Passo la mattina con Davide, misurando attentamente ogni gesto e ogni parola e assicurandomi che i miei pensieri non sfiorino considerazioni che non farebbe una semplice amica. Ho deciso di troncare la cosa sul nascere, evitando così di soffrire inutilmente. Anche tolto lo scomodo particolare del mio passato e del fatto che non sono ancora pronta a gettarmi di nuovo in una relazione, il nostro sarebbe un amore con molte poche probabilità di riuscita. Viviamo troppo lontani e non credo che nessuno dei due possa mollare tutto improvvisamente, con il solo pretesto di seguire l'altro.
Tuttavia, mi diverto. Davide è un uomo fantastico e ha una cultura spaventosa, calcolando che non ha proseguito gli studi dopo l'università. Conosce bene sia l'inglese che lo spagnolo, e nonostante questo mi ha guardato con gli occhi che brillavano quando gli ho detto che parlo il francese quasi perfettamente. Mi ha confidato che la Francia è sempre stato una sorta di sogno per lui e io gli ho sorriso, comprensiva. Mi trovo bene in Italia, ma Parigi mi manca di continuo, è la mia città, non c'è nulla da fare.

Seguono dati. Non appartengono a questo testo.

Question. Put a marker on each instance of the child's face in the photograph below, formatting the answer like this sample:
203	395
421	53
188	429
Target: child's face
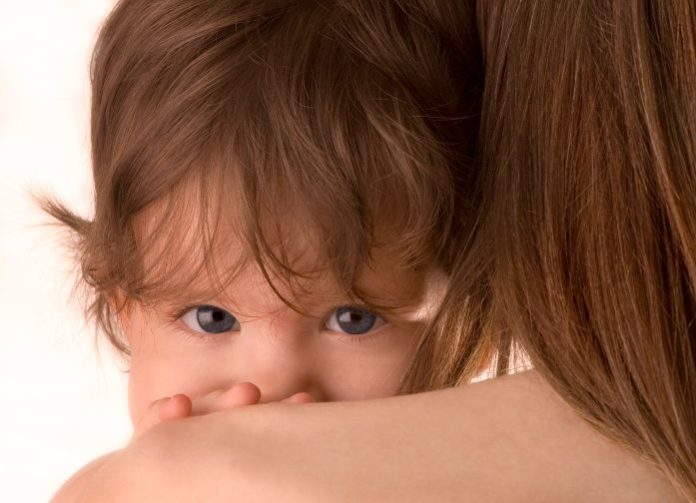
335	350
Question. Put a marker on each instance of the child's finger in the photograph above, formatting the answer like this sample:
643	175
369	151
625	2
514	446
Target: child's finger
297	398
164	409
238	395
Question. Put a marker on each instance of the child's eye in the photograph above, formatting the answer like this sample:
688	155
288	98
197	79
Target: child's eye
353	320
210	320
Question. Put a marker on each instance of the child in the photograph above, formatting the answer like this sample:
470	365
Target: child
276	185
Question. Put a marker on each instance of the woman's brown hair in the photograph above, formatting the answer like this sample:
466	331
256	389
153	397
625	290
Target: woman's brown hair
588	226
208	117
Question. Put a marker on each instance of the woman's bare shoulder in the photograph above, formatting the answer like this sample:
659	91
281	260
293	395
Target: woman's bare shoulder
509	439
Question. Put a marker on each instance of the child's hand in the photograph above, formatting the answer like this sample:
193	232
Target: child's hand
181	406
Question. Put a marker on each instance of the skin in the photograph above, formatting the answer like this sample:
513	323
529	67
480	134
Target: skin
510	439
273	352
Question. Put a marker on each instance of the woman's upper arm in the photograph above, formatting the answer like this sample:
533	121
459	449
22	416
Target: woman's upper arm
511	439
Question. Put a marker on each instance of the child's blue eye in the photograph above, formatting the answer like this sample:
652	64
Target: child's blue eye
210	320
352	320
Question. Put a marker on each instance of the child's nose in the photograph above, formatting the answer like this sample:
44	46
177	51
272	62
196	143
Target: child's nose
281	364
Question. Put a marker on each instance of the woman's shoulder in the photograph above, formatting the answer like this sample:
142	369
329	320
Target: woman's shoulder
508	439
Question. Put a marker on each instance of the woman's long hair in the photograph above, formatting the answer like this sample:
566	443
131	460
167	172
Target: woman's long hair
588	158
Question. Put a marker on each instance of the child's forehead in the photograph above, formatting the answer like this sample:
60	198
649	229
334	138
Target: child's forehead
191	256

«Mia madre abita lì» gli ho spiegato, sedendomi su una panchina e guardando il mare assorta.
Non dice nulla per cinque minuti buoni, poi si volta a guardarmi, con un sorriso. «Com'è tua madre?»
Rido appena, con una punta di amarezza. «Mia madre... beh, c'è tanto da dire, su di lei. Prima di tutto, ha concepito mio fratello per sbaglio, e ha avuto paura di abortire, perciò mio padre l'ha sposata e entrambi hanno abbandonato gli studi. Se n'è andata di casa quando avevo sette anni, lasciando papà, Michele e me al nostro destino, e si è messa a girare il mondo con Jean. Non credo si siano mai sposati, ma circa dieci anni fa lei lo ha lasciato e si è stabilita a Parigi. È la classica donna che a volte odi e a volte ami, è molto disponibile e non è la classica riccona snob alla quale non frega assolutamente nulla di nessuno, anzi, ma è... diciamo eccentrica. Ci ha vietato di chiamarla “mamma” davanti ad altra gente, perchè dice che le roviniamo la piazza. Lei è Marie, e ha quarant'anni, non cinquanta come dice il suo passaporto» racconto, leggermente acida.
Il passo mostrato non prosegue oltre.